Currently open as a museum, the Redoubt is the largest ancient monument in the UK being restored by a voluntary group. In addition to some of the original guns that armed the Redoubt, there are a number of other guns on display. Around the parade ground on the lower level, the various rooms are either fitted out in reconstruction of how they might have looked, or are used as display rooms for other exhibitions.

 

Harwich Fort was another great investigation and after explaining the time limitations of the show here is another example of the problems this causes for the production editors. This is when they have too much content to try and squeeze in. 

 

From the show the highlights of this segment were the noises and moving objects culminating in the cell door being slammed shut and us being locked in. What wasn't shown in the episode is the examination of the cell door or the fact that our director Dan Edwards was so panicked when he heard us shouting that he ran to the top of the fort to get a mobile signal to phone the owners to come down with a key to let us out.
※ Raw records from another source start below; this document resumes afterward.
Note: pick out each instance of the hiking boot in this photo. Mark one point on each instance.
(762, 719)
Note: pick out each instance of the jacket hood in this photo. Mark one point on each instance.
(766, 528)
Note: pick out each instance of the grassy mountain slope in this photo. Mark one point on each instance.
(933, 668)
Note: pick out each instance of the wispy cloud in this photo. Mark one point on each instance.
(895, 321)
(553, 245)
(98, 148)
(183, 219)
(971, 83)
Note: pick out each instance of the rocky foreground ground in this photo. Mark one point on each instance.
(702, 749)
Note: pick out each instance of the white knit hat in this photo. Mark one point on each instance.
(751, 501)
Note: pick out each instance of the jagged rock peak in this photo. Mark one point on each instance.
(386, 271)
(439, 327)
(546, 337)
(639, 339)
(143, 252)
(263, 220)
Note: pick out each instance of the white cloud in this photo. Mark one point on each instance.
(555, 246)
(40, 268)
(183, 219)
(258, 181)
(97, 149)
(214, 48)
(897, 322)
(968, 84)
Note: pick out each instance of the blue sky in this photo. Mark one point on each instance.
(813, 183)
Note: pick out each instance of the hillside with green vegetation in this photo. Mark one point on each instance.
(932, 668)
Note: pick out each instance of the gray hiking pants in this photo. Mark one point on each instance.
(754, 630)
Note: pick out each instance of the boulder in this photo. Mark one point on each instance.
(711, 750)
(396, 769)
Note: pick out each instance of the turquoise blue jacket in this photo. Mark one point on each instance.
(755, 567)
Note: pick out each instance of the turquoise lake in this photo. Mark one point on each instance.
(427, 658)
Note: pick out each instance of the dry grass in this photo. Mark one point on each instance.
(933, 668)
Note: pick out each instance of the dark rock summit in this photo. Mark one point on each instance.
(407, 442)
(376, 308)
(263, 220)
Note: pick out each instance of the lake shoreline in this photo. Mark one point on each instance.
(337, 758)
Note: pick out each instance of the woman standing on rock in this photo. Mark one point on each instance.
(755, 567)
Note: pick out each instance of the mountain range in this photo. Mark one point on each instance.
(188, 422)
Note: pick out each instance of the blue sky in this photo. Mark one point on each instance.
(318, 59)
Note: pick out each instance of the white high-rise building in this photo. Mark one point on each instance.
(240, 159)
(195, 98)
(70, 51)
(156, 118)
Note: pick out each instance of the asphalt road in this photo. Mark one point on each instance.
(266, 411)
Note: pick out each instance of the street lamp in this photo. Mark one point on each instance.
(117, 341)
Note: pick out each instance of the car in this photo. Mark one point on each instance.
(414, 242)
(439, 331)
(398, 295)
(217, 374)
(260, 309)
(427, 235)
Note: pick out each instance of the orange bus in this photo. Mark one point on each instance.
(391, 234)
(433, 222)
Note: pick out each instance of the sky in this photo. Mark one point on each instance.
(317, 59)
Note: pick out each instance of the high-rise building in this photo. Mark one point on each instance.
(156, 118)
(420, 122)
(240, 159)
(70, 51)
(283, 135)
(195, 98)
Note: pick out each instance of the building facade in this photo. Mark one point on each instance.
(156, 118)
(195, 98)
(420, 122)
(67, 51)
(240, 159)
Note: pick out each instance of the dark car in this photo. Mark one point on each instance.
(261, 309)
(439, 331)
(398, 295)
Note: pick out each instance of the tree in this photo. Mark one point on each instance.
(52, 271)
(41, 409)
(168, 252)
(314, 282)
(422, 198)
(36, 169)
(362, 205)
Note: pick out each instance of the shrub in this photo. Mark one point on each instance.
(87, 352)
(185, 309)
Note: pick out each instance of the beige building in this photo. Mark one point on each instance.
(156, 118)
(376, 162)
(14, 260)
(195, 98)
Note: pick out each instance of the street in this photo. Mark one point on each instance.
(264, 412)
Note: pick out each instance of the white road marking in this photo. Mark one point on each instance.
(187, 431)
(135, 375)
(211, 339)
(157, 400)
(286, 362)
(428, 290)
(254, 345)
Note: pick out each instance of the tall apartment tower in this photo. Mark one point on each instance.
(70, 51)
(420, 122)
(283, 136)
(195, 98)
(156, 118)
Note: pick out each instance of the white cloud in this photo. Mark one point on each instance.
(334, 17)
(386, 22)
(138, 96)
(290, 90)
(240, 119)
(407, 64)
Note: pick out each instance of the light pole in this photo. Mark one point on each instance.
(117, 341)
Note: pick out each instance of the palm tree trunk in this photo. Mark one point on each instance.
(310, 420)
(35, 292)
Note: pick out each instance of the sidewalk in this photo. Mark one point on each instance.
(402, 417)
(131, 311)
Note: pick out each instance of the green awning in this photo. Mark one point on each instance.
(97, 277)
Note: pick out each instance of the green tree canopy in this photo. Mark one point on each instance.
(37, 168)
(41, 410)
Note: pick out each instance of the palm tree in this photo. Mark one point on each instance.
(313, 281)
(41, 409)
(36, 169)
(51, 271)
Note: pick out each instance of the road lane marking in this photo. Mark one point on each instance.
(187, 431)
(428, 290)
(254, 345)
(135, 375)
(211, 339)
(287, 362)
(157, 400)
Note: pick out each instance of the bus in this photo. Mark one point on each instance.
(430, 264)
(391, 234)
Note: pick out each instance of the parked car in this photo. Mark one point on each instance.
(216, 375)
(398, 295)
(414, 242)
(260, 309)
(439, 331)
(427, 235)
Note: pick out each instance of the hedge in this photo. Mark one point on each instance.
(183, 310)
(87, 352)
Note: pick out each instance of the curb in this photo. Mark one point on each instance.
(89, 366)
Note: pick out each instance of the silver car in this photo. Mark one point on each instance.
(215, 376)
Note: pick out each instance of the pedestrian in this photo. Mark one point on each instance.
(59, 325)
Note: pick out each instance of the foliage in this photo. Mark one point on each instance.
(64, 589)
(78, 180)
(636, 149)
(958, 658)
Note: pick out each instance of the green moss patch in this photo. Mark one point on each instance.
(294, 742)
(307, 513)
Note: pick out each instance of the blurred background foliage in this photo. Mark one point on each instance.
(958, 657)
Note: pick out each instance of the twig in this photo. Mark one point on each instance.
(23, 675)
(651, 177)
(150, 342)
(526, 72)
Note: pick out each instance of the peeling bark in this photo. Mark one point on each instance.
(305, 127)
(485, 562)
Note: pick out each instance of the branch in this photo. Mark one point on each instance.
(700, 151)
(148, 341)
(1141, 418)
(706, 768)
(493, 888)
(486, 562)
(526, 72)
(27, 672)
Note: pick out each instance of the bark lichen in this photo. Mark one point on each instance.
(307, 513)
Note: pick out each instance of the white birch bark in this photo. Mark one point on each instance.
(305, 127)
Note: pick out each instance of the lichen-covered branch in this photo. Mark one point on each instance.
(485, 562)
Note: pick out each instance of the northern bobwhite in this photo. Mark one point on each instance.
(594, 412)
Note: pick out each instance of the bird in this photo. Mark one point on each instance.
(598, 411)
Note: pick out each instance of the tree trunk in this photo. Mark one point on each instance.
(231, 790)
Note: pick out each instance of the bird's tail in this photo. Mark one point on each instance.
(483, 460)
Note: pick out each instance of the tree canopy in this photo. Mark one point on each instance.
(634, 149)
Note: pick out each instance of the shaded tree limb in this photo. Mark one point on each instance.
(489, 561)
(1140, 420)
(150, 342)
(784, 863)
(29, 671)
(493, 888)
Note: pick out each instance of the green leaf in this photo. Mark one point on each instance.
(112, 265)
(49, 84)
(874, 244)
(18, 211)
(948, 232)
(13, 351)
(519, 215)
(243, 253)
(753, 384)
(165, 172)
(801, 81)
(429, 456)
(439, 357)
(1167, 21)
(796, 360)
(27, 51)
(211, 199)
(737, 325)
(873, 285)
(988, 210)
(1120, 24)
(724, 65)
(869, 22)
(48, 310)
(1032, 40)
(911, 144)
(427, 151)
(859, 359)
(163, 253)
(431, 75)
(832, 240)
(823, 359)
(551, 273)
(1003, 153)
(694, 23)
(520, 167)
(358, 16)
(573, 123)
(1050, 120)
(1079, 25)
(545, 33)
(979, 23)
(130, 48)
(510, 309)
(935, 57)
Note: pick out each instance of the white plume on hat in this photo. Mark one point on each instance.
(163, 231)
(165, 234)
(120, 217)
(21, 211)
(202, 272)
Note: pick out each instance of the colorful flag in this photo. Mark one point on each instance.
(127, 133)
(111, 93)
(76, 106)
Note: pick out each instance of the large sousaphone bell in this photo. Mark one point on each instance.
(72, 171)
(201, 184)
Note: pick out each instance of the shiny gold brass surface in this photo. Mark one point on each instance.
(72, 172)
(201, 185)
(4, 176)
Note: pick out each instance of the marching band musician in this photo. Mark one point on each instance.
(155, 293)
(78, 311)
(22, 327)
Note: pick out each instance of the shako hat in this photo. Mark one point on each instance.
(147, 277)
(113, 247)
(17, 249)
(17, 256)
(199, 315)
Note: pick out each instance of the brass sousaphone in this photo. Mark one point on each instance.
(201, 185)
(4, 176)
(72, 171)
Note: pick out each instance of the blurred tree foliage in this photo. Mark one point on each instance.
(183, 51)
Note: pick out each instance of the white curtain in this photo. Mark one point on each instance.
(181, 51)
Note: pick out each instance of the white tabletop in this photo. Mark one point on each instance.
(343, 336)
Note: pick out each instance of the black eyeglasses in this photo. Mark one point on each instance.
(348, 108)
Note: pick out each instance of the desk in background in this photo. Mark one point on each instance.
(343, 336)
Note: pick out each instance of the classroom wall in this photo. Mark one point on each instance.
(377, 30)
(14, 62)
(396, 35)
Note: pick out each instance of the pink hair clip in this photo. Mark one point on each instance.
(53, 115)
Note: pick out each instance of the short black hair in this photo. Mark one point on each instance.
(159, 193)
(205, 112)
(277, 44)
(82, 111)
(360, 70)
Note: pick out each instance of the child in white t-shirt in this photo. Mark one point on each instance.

The bemused owners response was 'There is no key as the cell door does not lock!'  It was while he was on the phone the door mysteriously opened up!

 

More content that didn't make the cut was another EVP (electronic voice phenomena) that was captured in the empty ship room you can hear this below. (The ship room is the first picture in the gallery below the video clip.)

 

As you can see from the screen grab this audio file is over 4 hours in length, this was reviewed during breaks in filming and also back in our hotel rooms after the investigation. In the clip you can see all the markers that I place as I listen back these are just pins that help me go back to review the file more thoroughly. Out of the 19 or so markers in this clip only this one file still remains unexplained but due to time limitations this didn't make it onto the episode.

 

Hopefully this blog goes some way to explain to you how the show is cut together and some of the reasons why it is produced as such. In life you can never please everybody all of the time but by explaining the hours of investigation that were put in to make this show we hope you can appreciate how difficult it is to come up with what we think is a credible balanced show.